Tuesday, May 01, 2012

Juridics: AcademicsLawSchools: Affordable Care Act b4 USA Supreme Court challenges, in oral arguments

The distinguished Randy Barnett posted this on Volokh Conspiracy (April 30) blog regarding the USA's Affordable Health Act insofar as structured in terms of "individual mandate" :


My version of the headline, Lawt.
Burnett posted text below: 30 Apr 2012 07:55 AM PDT


I just read the blog post by Michael to which David linked below in which Michael describes the Yale Law School conference on Jack Balkin’s marvelous new book, Living Originalism:
It is impossible to convey the constitutional establishment’s near-clinical obsession with, and hysteria over, the possible invalidation of the ACA’s individual mandate. It would, they say, amount to an unconscionable act of aggression on the democratic process. A reversal of the New Deal and a resurrection of the ancien regime of the Second Republic. A judicial coup d’etat. The Constitution in Exile. (Never mind that the plaintiffs’ briefs explicitly affirm that Wickard was rightly decided.) Much handwringing arose over the elite media’s commitment to be fair to both sides even when, as here, there is no reasonable other side. The plaintiffs’ briefs are beneath contempt. Randy Barnett is a creature of The New York Times and its addiction to a false neutrality.
On the latter point, I have been saying for some 2 years now that the “mainstream” media coverage of the ACA lawsuits has been remarkably fair and balanced throughout.  Not only have they been reporting what both sides say, and accurately conveying the color and substance of oral arguments below, but the reporters seem to have a more sophisticated grasp of the legal arguments — and their relative merits — than is evinced by some law professors.  In this category, I include numerous reporters from the Washington Post, AP, Reuters, Bloomberg,  Politico, the Wall Street Journal, and the New York Times.   But what else would a “creature of the New York Times” think?

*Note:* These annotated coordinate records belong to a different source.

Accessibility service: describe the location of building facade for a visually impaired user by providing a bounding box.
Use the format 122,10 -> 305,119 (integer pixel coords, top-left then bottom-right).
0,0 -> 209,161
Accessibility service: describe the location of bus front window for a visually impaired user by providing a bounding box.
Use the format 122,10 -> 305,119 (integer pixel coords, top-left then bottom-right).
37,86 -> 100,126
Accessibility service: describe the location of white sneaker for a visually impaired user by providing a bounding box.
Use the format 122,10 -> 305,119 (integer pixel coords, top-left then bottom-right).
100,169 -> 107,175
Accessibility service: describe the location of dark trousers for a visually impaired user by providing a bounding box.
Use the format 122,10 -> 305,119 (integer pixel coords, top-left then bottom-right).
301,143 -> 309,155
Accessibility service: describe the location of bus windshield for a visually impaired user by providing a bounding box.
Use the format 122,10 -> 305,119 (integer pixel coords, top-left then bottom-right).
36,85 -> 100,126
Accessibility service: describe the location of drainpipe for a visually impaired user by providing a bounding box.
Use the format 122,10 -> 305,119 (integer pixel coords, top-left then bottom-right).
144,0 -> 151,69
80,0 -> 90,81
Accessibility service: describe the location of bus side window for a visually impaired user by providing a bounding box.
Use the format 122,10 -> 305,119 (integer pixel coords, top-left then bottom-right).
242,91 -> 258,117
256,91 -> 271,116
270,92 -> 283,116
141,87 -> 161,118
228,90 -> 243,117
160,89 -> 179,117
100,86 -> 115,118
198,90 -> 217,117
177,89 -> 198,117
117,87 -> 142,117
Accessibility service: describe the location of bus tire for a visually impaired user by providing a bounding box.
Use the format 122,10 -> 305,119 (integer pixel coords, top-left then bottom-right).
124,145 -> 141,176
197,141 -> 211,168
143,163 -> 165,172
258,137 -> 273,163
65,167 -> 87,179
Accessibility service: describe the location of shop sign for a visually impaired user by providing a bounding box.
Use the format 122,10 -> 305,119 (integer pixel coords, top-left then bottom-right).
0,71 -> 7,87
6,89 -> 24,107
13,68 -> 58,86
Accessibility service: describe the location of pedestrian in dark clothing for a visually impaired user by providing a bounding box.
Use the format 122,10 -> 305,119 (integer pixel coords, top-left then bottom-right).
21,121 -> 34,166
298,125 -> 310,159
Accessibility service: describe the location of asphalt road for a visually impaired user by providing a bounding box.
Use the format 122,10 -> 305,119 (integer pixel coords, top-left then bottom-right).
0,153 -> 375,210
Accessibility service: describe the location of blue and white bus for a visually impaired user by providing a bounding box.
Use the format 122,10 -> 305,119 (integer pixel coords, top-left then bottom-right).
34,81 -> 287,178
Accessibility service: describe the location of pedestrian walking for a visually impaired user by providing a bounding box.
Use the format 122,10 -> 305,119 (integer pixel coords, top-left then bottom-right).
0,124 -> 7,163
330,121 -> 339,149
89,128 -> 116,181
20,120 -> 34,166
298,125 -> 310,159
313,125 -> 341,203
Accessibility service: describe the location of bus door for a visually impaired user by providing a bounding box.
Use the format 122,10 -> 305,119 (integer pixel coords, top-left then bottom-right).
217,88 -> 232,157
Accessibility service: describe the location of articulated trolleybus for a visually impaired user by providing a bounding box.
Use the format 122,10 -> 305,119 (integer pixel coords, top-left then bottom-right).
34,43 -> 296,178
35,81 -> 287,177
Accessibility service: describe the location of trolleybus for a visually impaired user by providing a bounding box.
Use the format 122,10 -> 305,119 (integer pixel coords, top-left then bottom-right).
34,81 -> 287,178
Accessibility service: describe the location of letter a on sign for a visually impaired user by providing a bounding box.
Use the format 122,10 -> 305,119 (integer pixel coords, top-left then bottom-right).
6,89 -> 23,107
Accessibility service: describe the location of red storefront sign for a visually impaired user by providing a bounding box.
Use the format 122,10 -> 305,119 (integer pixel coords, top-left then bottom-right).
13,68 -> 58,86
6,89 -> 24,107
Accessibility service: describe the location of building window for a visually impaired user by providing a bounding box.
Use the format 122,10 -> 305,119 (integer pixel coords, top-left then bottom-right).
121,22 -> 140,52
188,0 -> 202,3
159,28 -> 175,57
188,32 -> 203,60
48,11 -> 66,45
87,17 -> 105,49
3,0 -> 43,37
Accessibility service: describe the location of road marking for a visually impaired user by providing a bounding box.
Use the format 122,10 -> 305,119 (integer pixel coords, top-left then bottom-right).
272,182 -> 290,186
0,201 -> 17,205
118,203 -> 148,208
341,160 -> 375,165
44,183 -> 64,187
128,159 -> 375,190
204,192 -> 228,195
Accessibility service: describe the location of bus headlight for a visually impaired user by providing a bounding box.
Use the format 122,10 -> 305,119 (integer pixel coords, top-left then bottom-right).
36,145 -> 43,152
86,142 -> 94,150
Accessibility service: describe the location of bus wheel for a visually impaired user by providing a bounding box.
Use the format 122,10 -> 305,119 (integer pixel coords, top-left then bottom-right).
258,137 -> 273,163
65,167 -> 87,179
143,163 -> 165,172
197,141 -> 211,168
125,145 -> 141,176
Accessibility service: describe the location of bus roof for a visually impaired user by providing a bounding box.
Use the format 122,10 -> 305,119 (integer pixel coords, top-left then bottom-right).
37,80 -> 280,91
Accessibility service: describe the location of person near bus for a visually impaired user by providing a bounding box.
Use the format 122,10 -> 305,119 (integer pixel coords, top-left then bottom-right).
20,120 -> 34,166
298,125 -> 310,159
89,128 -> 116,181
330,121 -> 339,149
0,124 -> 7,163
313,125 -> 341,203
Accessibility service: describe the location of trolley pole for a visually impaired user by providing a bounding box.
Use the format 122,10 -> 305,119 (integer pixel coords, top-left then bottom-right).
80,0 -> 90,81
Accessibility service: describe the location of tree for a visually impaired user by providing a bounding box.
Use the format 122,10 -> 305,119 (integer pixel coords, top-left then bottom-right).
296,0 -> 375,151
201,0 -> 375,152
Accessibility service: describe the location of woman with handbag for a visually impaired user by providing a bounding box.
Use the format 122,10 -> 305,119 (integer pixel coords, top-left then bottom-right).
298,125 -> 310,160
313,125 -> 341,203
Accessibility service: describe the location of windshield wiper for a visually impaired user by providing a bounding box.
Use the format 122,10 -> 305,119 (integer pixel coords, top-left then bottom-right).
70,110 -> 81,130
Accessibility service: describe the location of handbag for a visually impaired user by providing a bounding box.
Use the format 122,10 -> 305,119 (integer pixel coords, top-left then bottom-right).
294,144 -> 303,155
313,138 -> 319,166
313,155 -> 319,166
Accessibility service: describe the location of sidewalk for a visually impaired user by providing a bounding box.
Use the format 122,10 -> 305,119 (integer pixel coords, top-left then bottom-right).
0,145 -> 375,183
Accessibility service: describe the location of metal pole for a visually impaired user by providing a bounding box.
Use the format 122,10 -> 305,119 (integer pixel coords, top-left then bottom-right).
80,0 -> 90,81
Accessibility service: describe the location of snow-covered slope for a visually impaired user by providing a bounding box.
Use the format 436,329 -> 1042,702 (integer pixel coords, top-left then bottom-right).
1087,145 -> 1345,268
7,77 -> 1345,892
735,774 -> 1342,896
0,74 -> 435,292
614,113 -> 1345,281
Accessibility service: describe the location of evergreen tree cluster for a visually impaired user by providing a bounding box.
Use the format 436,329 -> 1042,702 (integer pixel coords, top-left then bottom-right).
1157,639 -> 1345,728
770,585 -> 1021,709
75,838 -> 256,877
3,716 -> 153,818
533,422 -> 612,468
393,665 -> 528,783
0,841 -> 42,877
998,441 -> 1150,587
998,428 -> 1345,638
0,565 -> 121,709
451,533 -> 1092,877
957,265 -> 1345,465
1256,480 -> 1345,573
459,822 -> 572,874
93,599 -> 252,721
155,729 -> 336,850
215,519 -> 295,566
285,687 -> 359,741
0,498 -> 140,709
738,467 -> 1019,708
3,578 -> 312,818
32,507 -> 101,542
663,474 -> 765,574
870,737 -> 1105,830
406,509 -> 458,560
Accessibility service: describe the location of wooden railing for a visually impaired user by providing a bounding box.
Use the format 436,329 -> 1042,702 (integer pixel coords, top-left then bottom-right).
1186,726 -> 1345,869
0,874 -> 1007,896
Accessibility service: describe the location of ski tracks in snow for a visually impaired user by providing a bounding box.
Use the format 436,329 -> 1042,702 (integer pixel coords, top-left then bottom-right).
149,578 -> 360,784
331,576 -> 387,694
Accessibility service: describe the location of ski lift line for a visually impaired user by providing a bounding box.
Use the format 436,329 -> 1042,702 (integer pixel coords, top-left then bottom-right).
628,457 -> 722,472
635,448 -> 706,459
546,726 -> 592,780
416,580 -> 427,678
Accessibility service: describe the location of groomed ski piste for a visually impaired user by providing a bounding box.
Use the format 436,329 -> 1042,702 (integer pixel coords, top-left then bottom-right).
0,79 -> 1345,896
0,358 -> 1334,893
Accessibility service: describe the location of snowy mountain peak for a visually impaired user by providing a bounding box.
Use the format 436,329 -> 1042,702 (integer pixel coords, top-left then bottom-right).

The law professors’ reaction reported by Michael is no surprise.  We have seen it before.  Regardless of the outcome of the ACA, this interim reaction to critical questions from the Justices at oral argument is revealing and worth pondering.  I think a number of factors are at play, but Michael puts his finger on the most important:  ”I can explain it only this way: the resistance is to the very notion on any limit, qua limit.”  I have been meaning to blog about this for a while, but the subject is a touchy one and the spirit has not yet adequately moved me.  I share Michael’s instincts:  A ruling invalidating the mandate would strike at the constitutional “world view” of established legal academics on the left and many on the right too.  That it why the traction of the challenge has taken them by surprise, as well as their visceral reaction to oral argument.   Of course, if the Supreme Court upholds the ACA, all will be right with the world.